サンタクルスとのビッグマッチに勝利し、2階級制覇を達成したフランプトン。
今後はどのような路線でいくのだろうか。スコット・クイッグ、レオ・サンタクルスというマッチメークを見ると、ビッグマッチ路線にあまり躊躇がないタイプに思えるのだが。

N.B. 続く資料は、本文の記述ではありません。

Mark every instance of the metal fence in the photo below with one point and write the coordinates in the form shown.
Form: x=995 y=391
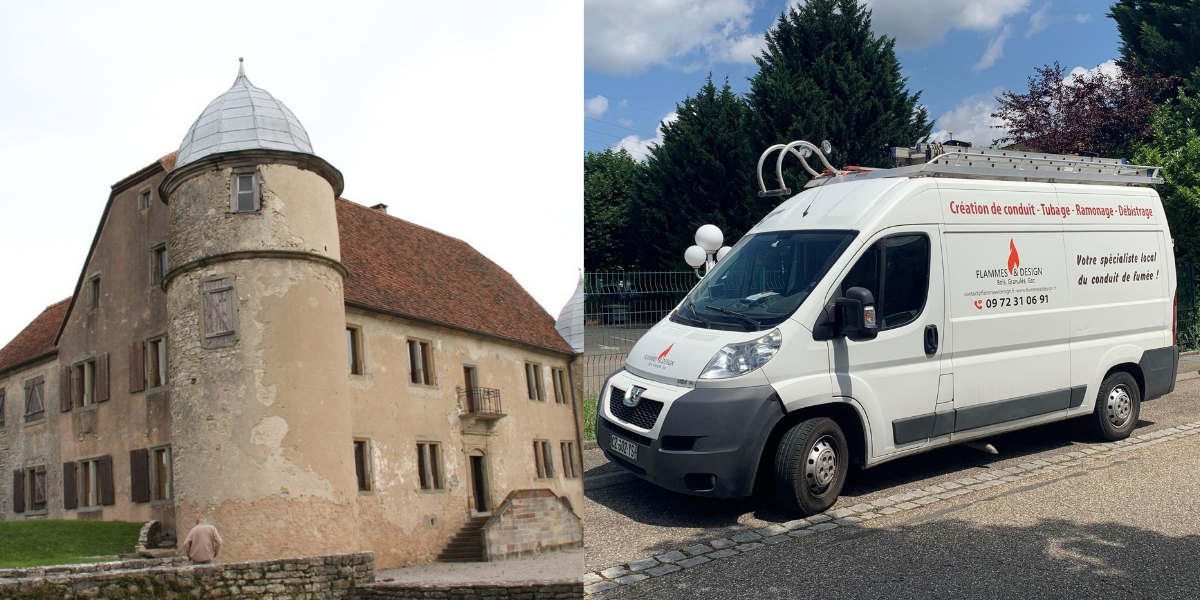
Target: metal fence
x=1187 y=325
x=618 y=307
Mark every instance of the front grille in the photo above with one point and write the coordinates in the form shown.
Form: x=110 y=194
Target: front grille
x=625 y=433
x=643 y=415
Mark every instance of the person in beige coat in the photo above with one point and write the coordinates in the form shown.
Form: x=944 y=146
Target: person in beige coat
x=203 y=543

「クイッグがフランプトンに敗れる!! 英国スター対決は凡戦の末にフランプトンに軍配が上がる」

これからもフェザー級でいくのであれば、とりあえずの標的はゲイリー・ラッセルJr.だろうか。両者ともに防衛戦を1度ほど挟んで2017年初めころに実現してくれれば最高である。何となくラッセルが勝ちそうな気がするが。もしくはオスカル・バルデス戦でもいいな。というか、その前にサンタクルスとの再戦か?
まあ、どうなるかはわからないが。

「ゲイリー・ラッセルがロマチェンコに熱烈片思い? ハイランド戦を2RTKOで圧勝防衛!!」

とりあえずS・バンタム級に戻してのリゴンドー戦というのだけは止めていただきたい。
今回の試合を観て、フランプトンがリゴンドーに勝てないのはさらにはっきりしたし、第一アイツの試合はクソつまらない。どうかこのままリゴンドーはシカトし続けて、蚊帳の外でビッグマッチを開催していただきたいと思う。
ギジェルモ・リゴンドーが大嫌いな人間の自分勝手で切なる願いである。